O lucro de muitas destas instituições, alunos oriundos de um ensino médio com os seus problemas, corrupção acentuada, valores sociais em baixa, professores mal preparados e com baixos salários deixam transparecer uma realidade perigosa para o futuro da Nação e dos próprios universitários.
A figura de professor assistente ou monitor já perdeu interesse prático. Em boa verdade, a maior parte dos professores regentes contam com menos de dois anos pós formação. Casos há em que, nestas condições, os mesmos são coordenadores do curso na faculdade de interesse.

A docência, traduzida na leccionação de múltiplas cadeiras díspares, é uma de tantas actividades profissionais abraçadas pelo professor que na hora de elaboração do teste a preferência recai para escolha múltipla por ser fácil de corrigir e tomar menos tempo.

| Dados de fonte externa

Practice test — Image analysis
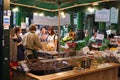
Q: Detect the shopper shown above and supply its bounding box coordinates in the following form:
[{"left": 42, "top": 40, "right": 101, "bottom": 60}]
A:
[
  {"left": 12, "top": 26, "right": 25, "bottom": 61},
  {"left": 47, "top": 26, "right": 58, "bottom": 51},
  {"left": 23, "top": 24, "right": 42, "bottom": 58}
]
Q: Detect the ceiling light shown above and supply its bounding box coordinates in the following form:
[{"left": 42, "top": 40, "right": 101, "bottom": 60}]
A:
[
  {"left": 33, "top": 12, "right": 38, "bottom": 16},
  {"left": 88, "top": 7, "right": 95, "bottom": 13},
  {"left": 12, "top": 8, "right": 18, "bottom": 12},
  {"left": 39, "top": 13, "right": 44, "bottom": 16}
]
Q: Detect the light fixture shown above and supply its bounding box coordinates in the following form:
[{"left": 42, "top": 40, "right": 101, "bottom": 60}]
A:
[
  {"left": 92, "top": 2, "right": 99, "bottom": 6},
  {"left": 12, "top": 7, "right": 18, "bottom": 12},
  {"left": 88, "top": 7, "right": 95, "bottom": 13},
  {"left": 60, "top": 12, "right": 65, "bottom": 18},
  {"left": 33, "top": 12, "right": 38, "bottom": 16},
  {"left": 39, "top": 13, "right": 44, "bottom": 17}
]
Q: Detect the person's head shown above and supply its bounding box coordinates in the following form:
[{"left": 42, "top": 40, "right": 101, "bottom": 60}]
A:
[
  {"left": 93, "top": 29, "right": 97, "bottom": 33},
  {"left": 14, "top": 26, "right": 22, "bottom": 34},
  {"left": 40, "top": 27, "right": 46, "bottom": 34},
  {"left": 48, "top": 26, "right": 55, "bottom": 35},
  {"left": 29, "top": 24, "right": 37, "bottom": 32}
]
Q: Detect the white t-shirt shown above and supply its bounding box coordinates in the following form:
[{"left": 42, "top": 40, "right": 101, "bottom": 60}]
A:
[{"left": 47, "top": 34, "right": 58, "bottom": 50}]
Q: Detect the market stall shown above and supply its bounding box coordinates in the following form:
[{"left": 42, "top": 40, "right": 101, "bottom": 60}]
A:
[{"left": 13, "top": 60, "right": 119, "bottom": 80}]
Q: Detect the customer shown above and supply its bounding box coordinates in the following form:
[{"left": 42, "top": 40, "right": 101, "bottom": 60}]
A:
[
  {"left": 23, "top": 24, "right": 42, "bottom": 58},
  {"left": 12, "top": 26, "right": 24, "bottom": 61},
  {"left": 47, "top": 27, "right": 58, "bottom": 51}
]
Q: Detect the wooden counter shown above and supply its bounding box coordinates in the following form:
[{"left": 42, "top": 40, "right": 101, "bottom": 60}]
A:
[{"left": 12, "top": 63, "right": 119, "bottom": 80}]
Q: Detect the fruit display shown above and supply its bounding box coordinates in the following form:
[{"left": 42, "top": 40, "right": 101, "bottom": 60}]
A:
[{"left": 27, "top": 59, "right": 73, "bottom": 75}]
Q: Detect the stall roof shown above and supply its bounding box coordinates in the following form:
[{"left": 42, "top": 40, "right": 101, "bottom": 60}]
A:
[{"left": 10, "top": 0, "right": 113, "bottom": 12}]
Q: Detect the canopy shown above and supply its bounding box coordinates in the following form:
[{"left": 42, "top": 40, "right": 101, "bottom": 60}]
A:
[
  {"left": 10, "top": 0, "right": 112, "bottom": 12},
  {"left": 11, "top": 0, "right": 113, "bottom": 50}
]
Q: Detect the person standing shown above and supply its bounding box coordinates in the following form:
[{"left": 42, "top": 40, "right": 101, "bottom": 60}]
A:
[
  {"left": 12, "top": 27, "right": 25, "bottom": 61},
  {"left": 39, "top": 27, "right": 48, "bottom": 42},
  {"left": 23, "top": 24, "right": 42, "bottom": 58},
  {"left": 47, "top": 27, "right": 58, "bottom": 51}
]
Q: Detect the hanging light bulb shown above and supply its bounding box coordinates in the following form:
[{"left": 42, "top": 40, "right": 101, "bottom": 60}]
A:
[
  {"left": 88, "top": 7, "right": 95, "bottom": 13},
  {"left": 12, "top": 7, "right": 18, "bottom": 12},
  {"left": 33, "top": 12, "right": 38, "bottom": 16},
  {"left": 39, "top": 13, "right": 44, "bottom": 17},
  {"left": 61, "top": 12, "right": 65, "bottom": 18}
]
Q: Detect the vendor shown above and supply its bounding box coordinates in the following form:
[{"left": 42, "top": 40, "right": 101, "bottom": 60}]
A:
[
  {"left": 23, "top": 24, "right": 42, "bottom": 58},
  {"left": 47, "top": 26, "right": 58, "bottom": 51},
  {"left": 12, "top": 26, "right": 24, "bottom": 61},
  {"left": 39, "top": 27, "right": 48, "bottom": 42}
]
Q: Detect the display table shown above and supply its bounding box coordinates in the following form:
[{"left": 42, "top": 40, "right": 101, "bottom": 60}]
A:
[{"left": 12, "top": 63, "right": 120, "bottom": 80}]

Não há perspectiva de investigação e publicação de obras científicas sobre as matérias por parte dos docentes. A tendência actual é de estes professores se verem pressionados a progredir na carreira através da obtenção dos títulos de Mestre e Doutor como se essas titulações tivessem o dom de melhorar a qualidade do ensino. O Doutorado e Mestrado só conseguem aumentar e aprofundar os conhecimentos e formar os pós graduados com as habilidades de pesquisa no interesse próprio.
A adopção em bloco de modelos de ensino estrangeiros sem uma avaliação anterior do seu impacto face a nossa realidade torna o sistema descaracterizado e pueril. Na realidade, como bem diz Mia Couto numa entrevista recente passada no Savana, os países do Terceiro Mundo em geral estão repetindo modelos de fora, e Moçambique não é excepção. O nosso país perdeu a capacidade de resistir a influências externas no sentido crítico de se avaliar em função dos seus próprios interesses. Não mais se questiona, não mais se interroga. E este cenário é mais grave quando as universidades, entanto que enformadoras de mentalidades, não tem uma definição de um sistema de ensino próprio que, alimentando-se, se necessário for, com o que de melhor tem para oferecer os sistemas estrangeiros, concatenando-os com elementos nacionais, limitam-se a um claro exercício de decalque dos externos, aplicando-os ipsis verbis.
Modelos assim não vingarão por falta de legitimidade local ao mesmo tempo que a sua manutenção se encontra condicionada às vicissitudes nos países de origem. Há quem defende este estado de coisas como consequência da globalização. Tal explicação não pode proceder, afinal a globalização vista idealmente é a interacção de todos os sujeitos no plano internacional influenciando-se nas trocas, dando cada um pouco de si e recebendo outro tanto.
O próprio estabelecimento como condição prévia para sua implantação ou expansão deverá ser objecto de censura por um conselho científico externo a avaliar o funcionamento concomitante de uma biblioteca ou laboratório condizente.
Uma alternativa essencial para ocorrer mudanças expressivas seria fortalecer a discussão da responsabilidade social das instituições de ensino. Esta, se correctamente aplicada, trará novos desafios não somente aos ambientes universitários predatórios e mercantilistas, mas a todos aqueles abertos às mudanças essenciais educacionais de extrema necessidade.
É curial que o sucesso dos formandos esteja atrelado ao carácter, criatividade, motivação e, principalmente, a persistência a serem encorajados. Essas características também criam a base para a formação de lideranças éticas e responsáveis que irão influenciar no desenvolvimento de uma sociedade mais humanizada e holística.
Neste quadro, haverá transmissão de valores essenciais para uma verdadeira aprendizagem com tónica na observação e experiência própria. Os formandos serão incitados a pensar por si mesmos, terão condições de fortalecer os seus ideais e descobrir a realidade do mundo onde se encontram inseridos, apresentando propostas concretas para fazer deste um melhor lugar.
Assim é que se chegará à produção e transmissão de saber responsáveis e à formação de profissionais cidadãos igualmente responsáveis que se habituarão a estudar sempre.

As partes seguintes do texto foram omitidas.